While many Maryland residents worry about bundling up when commuting in the winter, those whose jobs take them outdoors need to be concerned about cold during the work day. Employees may suffer from what the Occupational Safety and Health Administration (OSHA) defines as “cold stress,” which occurs when the skin temperature drops due to extreme cold and/or high wind speeds. Eventually, the person’s core temperature also falls, often causing serious medical conditions, tissue damage, and even death. Because construction, roadwork, and related projects do not stop in the winter, heavy equipment operators and other employees are at risk of cold stress.

There are measures employers can implement to avoid harm to workers, but extreme temperatures are still a problem. If you suffered injuries due to frigid weather, you may qualify for workers’ compensation benefits.

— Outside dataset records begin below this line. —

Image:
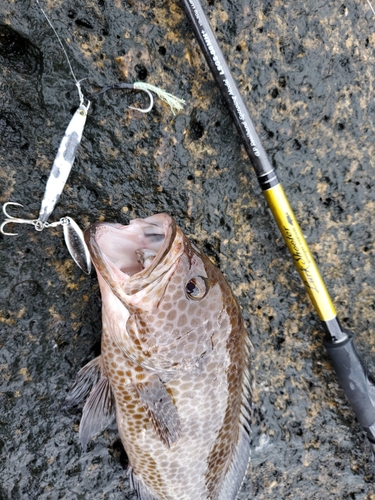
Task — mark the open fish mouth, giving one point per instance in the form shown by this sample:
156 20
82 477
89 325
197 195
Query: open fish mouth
125 253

A Maryland workers’ comp attorney can explain eligibility rules for heavy equipment operator injuries, and some details on the implications of cold stress are useful.

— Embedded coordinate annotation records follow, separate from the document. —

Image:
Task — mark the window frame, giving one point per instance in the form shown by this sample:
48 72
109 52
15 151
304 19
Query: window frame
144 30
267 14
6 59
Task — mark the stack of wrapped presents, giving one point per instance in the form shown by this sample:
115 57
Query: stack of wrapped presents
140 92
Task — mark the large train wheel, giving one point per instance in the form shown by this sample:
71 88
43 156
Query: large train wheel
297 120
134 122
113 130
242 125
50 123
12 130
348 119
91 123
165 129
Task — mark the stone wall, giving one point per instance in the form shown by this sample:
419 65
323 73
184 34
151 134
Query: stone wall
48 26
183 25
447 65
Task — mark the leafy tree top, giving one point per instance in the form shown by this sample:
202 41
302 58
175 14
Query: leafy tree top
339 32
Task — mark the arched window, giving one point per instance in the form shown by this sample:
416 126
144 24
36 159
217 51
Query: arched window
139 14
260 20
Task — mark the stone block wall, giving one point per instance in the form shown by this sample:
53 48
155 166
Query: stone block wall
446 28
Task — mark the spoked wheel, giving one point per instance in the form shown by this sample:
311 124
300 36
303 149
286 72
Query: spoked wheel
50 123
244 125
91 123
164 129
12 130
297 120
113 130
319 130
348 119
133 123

Types of Injuries from Cold Stress

 A combination of moisture, freezing temperatures, and high winds creates strain on the body, enabling heat to escape more freely. With prolonged exposure to these conditions, a heavy equipment operator could endure cold stress injuries such as:

  • Frostbite: When the skin and body tissues literally freeze because of cold, the individual may suffer frostbite at the affected area. The tissues are killed off by the frigid conditions, possibly requiring amputation.
  • Hypothermia: Extreme cold can cause the body to lose heat faster than the person can produce it. Being exposed for a lengthy period of time will eventually use up the body’s stored energy, leading to the state of hypothermia.
  • Trench Foot: This condition may not be a huge risk for heavy equipment operators in a protected cab, but it can develop when feet are wet. Trench foot can cause pain, swelling, cramps, and blisters. 

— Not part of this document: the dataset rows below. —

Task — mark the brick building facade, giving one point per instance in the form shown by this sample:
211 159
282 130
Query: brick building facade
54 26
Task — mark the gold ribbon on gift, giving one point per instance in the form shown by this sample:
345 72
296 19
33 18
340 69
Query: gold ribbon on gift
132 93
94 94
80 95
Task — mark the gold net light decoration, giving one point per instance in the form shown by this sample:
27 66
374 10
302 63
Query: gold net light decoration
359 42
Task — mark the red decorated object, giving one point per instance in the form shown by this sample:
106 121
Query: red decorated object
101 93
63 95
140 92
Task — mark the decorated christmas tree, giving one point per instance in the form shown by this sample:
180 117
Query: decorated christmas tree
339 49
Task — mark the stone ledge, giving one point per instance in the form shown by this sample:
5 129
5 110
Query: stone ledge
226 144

How Employers can Prevent Cold Stress 

Under OSHA regulations, Maryland companies have a duty to protect employees from recognized hazards that could cause injuries, disability, or fatalities in the workplace. This obligation covers conditions that may lead to cold stress, and heavy equipment operators are covered. To protect employees, employers should:

  • Train workers on how to recognize the weather and environmental factors that could lead to cold stress;
  • Educate employees on the symptoms of cold stress and prevention measures;
  • Ensure workers wear clothing and other gear that is appropriate for low temperatures, wind, and rain;
  • Monitor physical conditions of all employees;
  • Coordinate work schedules to the warmest part of the day;
  • Allow employees plenty of breaks to warm up; and,
  • Implement radiant heaters in work zones where appropriate.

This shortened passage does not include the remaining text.